Chartre privée signifie un lieu autre que la prison publique, où quelqu’un est détenu par force, & sans que ce soit de l’autorité de la justice. Il est défendu à toutes personnes, même aux officiers de justice, de tenir personne en chartre privée. L’ordonnance de 1670, tit. ij. art. 10. défend aux prevôts des maréchaux de faire chartre privée dans leurs maisons, ni ailleurs, à peine de privation de leurs charges, & veut qu’à l’instant de la capture l’accusé soit conduit dans les prisons du lieu, s’il y en a, sinon aux plus prochaines, dans vingt-quatre heures au plus tard. (Enc., III, 222)

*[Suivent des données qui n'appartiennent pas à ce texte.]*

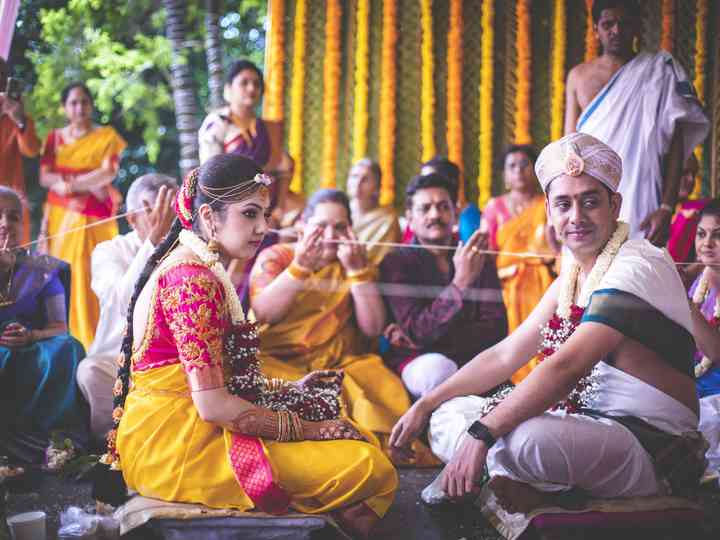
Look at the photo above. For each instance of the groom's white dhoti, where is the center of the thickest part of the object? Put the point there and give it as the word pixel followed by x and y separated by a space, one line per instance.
pixel 636 114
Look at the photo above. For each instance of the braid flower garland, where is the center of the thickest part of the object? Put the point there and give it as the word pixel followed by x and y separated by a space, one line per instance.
pixel 319 402
pixel 427 94
pixel 388 88
pixel 699 297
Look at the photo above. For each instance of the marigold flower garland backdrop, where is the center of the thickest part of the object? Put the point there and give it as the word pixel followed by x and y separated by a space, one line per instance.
pixel 428 77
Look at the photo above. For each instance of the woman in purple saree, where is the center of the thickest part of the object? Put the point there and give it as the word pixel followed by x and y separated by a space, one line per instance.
pixel 38 359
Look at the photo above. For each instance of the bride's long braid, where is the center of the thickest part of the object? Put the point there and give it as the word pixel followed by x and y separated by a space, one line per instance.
pixel 219 172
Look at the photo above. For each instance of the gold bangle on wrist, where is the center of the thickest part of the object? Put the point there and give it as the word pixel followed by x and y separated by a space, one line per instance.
pixel 297 272
pixel 358 277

La chartre est un vieux mot qui viendrait du latin carcer. C’est la prison médiévale, contre laquelle se construit le nouvel état de droit, régi notamment par les chartes, qu’on désigne parfois, par corruption, comme des… chartres8 ! La chartre désigne ainsi la loi et l’envers de la loi. Car c’est sans nul doute la chartre privée, c’est-à-dire l’emprisonnement hors de l’espace public de la prison et de son cadre règlementaire, que vise au premier chef le chapitre XXIX « De l’emprisonnement » du traité de Beccaria.

La chartre privée constitue le symptôme de la contradiction structurale de la prison : il y a détention, mais sans l’autorité de la justice ; l’officier de justice se prévaut de sa charge publique dans un espace qui échappe à la juridiction publique. Si l’injustice est ici patente, elle ne fait qu’accentuer le trait : fondamentalement, même placée sous administration publique, la prison constitue un espace hors-scène, radicalement soustrait à la visibilité théâtrale du procès.

L’autre retraite : effondrement du modèle humaniste

Au scandale, ou tout du moins au secret de la prison, s’oppose le prestige de la retraite9. La retraite engage pourtant la même exclusion de l’espace social, la même récession hors de la scène publique, la même condamnation au silence, voire à la clôture et au dénuement. Mais cette forclusion est désormais volontaire. La retraite peut s’inscrire dans une démarche spirituelle ; elle est alors sanctionnée par les vœux monastiques10. Mais il y a aussi une retraite laïque, assise sur une tradition philosophique antique forte : complémentaire de l’épreuve héroïque de la prison11, ou préparant celle-ci, l’ataraxie stoïcienne et épicurienne vise la position hautement morale du détachement vis-à-vis des passions et des cupidités mondaines.

Pour le sage stoïcien ou épicurien, il n’y a donc pas d’antinomie entre prison et retraite : l’exercice de l’une prépare à l’épreuve de l’autre ; toutes deux constituent et complètent la figure idéale de l’autonomie. Le justiciable frappé d’infamie ne s’oppose pas au sage auréolé de gloire : cette littérature morale antique ne connaît que des martyrs qui sont des philosophes, et le renversement de la prison subie en prison volontaire.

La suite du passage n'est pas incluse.